CS 448 Lab 2, Due 9/20/2011
Perceptron generalization experiment.
This lab assumes you have a working perceptron; if yours does not work, use mine (in examplesFromClass).
You have seen that a simple perceptron can learn to correctly categorize all the patterns in a reasonably large data set.
This looks pretty impressive; but has it learned anything that will be useful in a situation it has never seen before
(i.e. can it apply knowledge from one situation in a similar one) -- how would it do on novel stimuli?
View the working perceptron as a black box system of interest; try to figure out how well it generalizes.
The experiment
Your task is to determine (and report) the ability of your perceptron to generalize, and to determine what parameters cause it to generalize better.
Here is one way to test a perceptron's generalization:
- partition the data set into training and testing data at random
- Train the perceptron on the training data
- Test it on the test data (Turn off learning during testing).
Step 1: Make a prediction
Assuming you are trying to build a quasimorphic model of machine learning systems, you should practice prediction/correction with your model.
So, before writing code, or at least before running the experiment, make a prediction.

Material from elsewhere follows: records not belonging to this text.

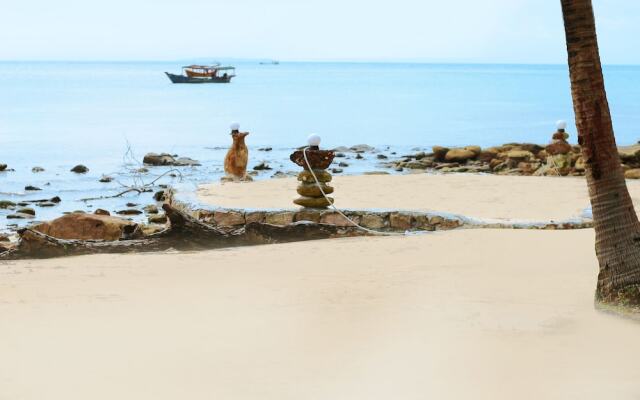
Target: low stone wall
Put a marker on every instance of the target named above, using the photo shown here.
(378, 220)
(383, 221)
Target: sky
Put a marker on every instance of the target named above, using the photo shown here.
(469, 31)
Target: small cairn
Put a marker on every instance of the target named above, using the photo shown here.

How well will it generalize? What percentage of the test data will it get correct? Write down your prediction.
But... before making a prediction, perhaps you should ask yourself this question, "Compared to what?". Say your p'tron correctly categorizes 70% of the test data; that's better than chance, but
is that better than a fake p'tron that always says, "Yes"? Is it better than one with random weights?
Step 2: Design your classes (!)
Do this only if you don't want to spend lotsa time debugging.
Consider writing an Experiment class, or a Driver class. Maybe you would like a Result class, or a ResultList class (to hold a bunch of Results), maybe a Table class (for the whole table of results).
See below for insight into what these classes might do.
Step 3: Design an experiment
Two variables you might investigate: size of training set and, ratio of threshold to learning increment.
Here's some pseudo-code:
for each experimental condition (i.e. for each setting of variables){
iterate n times { // see Step 5
perform one experiment
}
}
where one experiment is:
randomly partition the data set
train on the training set
test on the testing set
record results
For example, you might make the ratio of theta to eta 1, 100, and 10000 and see if there is any difference in results.
You might vary the size of the test set between 10% to 90% and see if there is any difference.
Make predictions about how these variations will affect the results. Or, you could test some entirely different variable; it's up to you.
Step 4: Build your code incrementally.
There is enough happening here to be very confusing if you let it. If you want to avoid confusion and frustration, test your code before you put it all together.
For instance, if the Driver class implements the iteration in the pseudocode above, write and test the Driver code without any perceptrons;
just create the various experiments and let them report, say, their parameters as their results. That way you can create (and debug) the table of results
without waiting for the perceptrons to train. After your Driver can create all the appropriate Experiments and collate their results in a table, then you are ready to actually hook up the perceptron.
Step 5: Run your experiment, outputing data to a file
One run with a random number generator will not necessarly be representative of average performance -- if you repeat the same experiment and average the
results you can be more confident of your findings. Your program should generate a table of data with averages for easy viewing,and store it in a file.
Put the ratios on one axis and the percentages the other. During debugging you might want to display
the data from the individual runs grouped in those cells. Make the data easy to understand (you might want to check out
java.text.NumberFormat).
Step 6: Demo your program before class on 9/20
Then email me: 1) your zipped code, 2) your prediction, 3) your baseline ("compared to what?"), and 4) and your results.
Include a sentence or two summarizing your results. What was your hypothesis? Was it supported by the experimental findings?
If not, what is your new hypotheses?
Extra credit!
Modify your p'tron so that it generalizes better.